Hari berikutnya saya masih
melihat berita tentang Malaysia yang mengklaim tari pendet merajai acara-acara
berita televisi, mengalahkan sepak terjang Noordin. Namun ada yang berubah pada
diri saya. Amarah saya tidak segarang hari kemarin. Bahkan beberapa kali saya
mengganti channel TV yang menayangkan berita tersebut dengan acara komedi atau
gosip dengan entengnya.
Ada yang berubah pada diri
saya, juga pada Indonesia. Saya ingat dulu ada slogan “Ganjang Malajsia” yang
diciptakan oleh Bung Karno menyikapi eksistensi Malaysia yang dianggap sebagai
produk nekolim (neo-kolonialisme). Selain itu sikap Malaysia juga dianggap
lancang dalam peta perpolitikan global: menjadi angota dewan keamanan tidak
tetap PBB dan konon katanya mengirimkan mata-matanya ke Indonesia. Menurut
salah satu program yang saya saksikan, konfrontasi saat itu benar-benar panas.
Banyak selebaran dan iklan bertuliskan “Mengganjang Neo-Kolonialisme Malajsia”.
Hubungan dua Negara sempat menegang hingga akhirnya pada 11 Agustus 1966
diakhiri dengan perjanjian perdamaian.
Itu dulu, saat masih ada
Bung Karno yang dengan kacamata hitamnya, berpidato mengenai betapa pentingnya
sebuah kata bernama “kedaulatan’, bahkan bagi sebuah negara yang masih muda.
Bahwa ancaman pada kedaulatan negara, seberapa pun kecilnya dan walaupun hanya
dilakukan oleh segelintir oknum, merupakan ancaman bagi keseluruhan negara
tersebut.

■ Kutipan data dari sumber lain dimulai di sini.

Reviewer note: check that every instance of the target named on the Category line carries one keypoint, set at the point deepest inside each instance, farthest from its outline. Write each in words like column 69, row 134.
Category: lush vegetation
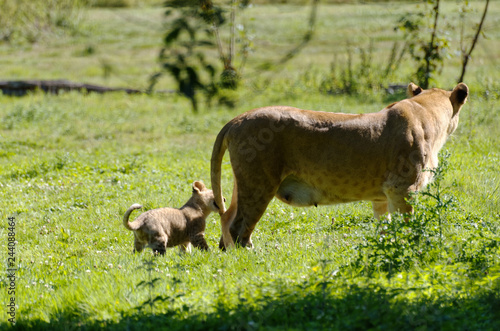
column 70, row 165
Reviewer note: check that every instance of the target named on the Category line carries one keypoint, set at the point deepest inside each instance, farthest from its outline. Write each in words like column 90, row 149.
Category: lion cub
column 168, row 227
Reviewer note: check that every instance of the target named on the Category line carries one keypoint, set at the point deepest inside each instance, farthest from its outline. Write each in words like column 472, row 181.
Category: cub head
column 204, row 197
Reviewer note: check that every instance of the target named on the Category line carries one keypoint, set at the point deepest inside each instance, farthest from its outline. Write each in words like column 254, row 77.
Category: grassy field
column 70, row 165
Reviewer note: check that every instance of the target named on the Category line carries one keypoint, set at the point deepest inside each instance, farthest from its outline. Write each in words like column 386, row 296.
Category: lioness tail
column 126, row 223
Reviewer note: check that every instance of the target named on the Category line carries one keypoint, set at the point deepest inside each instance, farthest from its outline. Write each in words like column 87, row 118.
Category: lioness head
column 457, row 98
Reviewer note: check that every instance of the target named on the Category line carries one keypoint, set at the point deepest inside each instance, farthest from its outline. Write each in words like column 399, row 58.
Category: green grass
column 70, row 166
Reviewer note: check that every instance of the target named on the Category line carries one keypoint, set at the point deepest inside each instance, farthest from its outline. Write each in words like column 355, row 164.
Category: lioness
column 167, row 227
column 310, row 158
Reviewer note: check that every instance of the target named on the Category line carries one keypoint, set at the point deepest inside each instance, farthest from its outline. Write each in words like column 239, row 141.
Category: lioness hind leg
column 248, row 213
column 398, row 202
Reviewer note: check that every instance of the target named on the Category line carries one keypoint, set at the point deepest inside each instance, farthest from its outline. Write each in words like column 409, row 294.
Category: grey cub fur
column 168, row 227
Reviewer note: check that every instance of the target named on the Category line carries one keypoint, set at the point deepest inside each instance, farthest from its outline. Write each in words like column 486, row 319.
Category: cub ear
column 198, row 187
column 413, row 90
column 459, row 96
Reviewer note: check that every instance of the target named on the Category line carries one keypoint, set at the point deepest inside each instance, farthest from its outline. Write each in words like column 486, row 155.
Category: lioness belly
column 301, row 192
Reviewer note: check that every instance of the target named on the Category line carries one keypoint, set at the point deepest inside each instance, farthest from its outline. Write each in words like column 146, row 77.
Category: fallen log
column 22, row 87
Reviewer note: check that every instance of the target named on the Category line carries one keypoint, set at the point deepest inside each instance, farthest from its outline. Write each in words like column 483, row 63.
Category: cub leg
column 185, row 247
column 159, row 246
column 138, row 245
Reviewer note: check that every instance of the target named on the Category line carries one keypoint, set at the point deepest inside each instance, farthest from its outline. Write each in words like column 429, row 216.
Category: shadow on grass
column 310, row 309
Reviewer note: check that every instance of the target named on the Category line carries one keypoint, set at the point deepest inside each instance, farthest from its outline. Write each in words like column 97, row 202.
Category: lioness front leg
column 398, row 201
column 380, row 209
column 199, row 241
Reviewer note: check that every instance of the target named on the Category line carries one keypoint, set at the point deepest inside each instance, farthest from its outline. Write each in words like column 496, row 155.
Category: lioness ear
column 198, row 187
column 459, row 96
column 413, row 90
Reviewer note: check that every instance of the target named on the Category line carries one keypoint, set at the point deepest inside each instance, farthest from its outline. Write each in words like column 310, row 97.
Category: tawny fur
column 310, row 158
column 168, row 227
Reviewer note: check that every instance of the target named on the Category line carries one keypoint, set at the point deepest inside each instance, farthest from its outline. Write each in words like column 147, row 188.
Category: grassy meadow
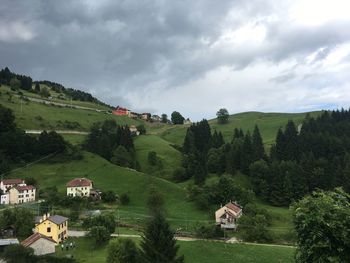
column 169, row 157
column 194, row 252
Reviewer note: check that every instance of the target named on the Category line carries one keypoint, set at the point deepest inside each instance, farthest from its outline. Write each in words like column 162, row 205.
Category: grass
column 268, row 124
column 34, row 115
column 170, row 158
column 106, row 176
column 194, row 252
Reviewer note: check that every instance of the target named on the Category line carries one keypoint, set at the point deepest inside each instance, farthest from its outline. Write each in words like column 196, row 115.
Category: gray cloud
column 119, row 50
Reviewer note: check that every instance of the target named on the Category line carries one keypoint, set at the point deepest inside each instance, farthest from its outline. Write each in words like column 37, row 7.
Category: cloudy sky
column 185, row 55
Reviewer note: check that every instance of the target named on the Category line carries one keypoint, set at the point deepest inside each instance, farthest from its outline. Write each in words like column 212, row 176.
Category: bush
column 100, row 234
column 124, row 199
column 108, row 197
column 152, row 158
column 209, row 231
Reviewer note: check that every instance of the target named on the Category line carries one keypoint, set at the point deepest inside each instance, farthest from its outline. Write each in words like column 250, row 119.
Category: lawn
column 170, row 158
column 194, row 252
column 106, row 176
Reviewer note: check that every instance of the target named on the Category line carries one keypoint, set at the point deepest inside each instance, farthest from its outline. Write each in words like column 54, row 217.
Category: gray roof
column 7, row 242
column 57, row 219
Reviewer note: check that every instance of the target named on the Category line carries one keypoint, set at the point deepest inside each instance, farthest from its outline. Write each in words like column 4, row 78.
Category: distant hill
column 268, row 124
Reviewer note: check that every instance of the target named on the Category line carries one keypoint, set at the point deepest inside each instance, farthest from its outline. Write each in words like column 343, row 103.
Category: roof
column 55, row 219
column 33, row 238
column 12, row 181
column 7, row 242
column 25, row 187
column 78, row 182
column 236, row 208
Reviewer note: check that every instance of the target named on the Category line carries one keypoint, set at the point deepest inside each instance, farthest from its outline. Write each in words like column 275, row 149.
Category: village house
column 156, row 118
column 22, row 194
column 119, row 111
column 42, row 245
column 5, row 198
column 227, row 215
column 133, row 130
column 146, row 116
column 79, row 187
column 54, row 227
column 6, row 184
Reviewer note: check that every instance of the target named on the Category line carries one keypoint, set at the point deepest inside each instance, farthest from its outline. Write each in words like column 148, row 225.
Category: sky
column 194, row 57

Tidak heran jika saat itu banyak masyarakat dari berbagai elemen yang
tergugah untuk turut serta dalam “mengganjang Malajsia”. Kita hanya bisa
berucap bahwa masa itu telah lewat.
Sepertinya saat ini,
kita-saya dan juga anda-membutuhkan sikap yang tegas dari pemimpin kita
terhadap apa yang telah dilakukan Malaysia. Sehingga kita tidak merasa terbiasa
saat nantinya tedapat ikon kebudayaan kita yang diklaim lagi oleh Malaysia.
Agar saya tidak merasa “biasa” saat nantinya gudeg, ataupun rujak cingur yang
sedap dari Surabaya itu diklaim oleh negara manapun sebagai miliknya. Dan pada
akhirnya tidak benasib seperti garuda eyang saya-diambil dari tempatnya,
dipersoalkan sekenanya,kemudian dilupakan.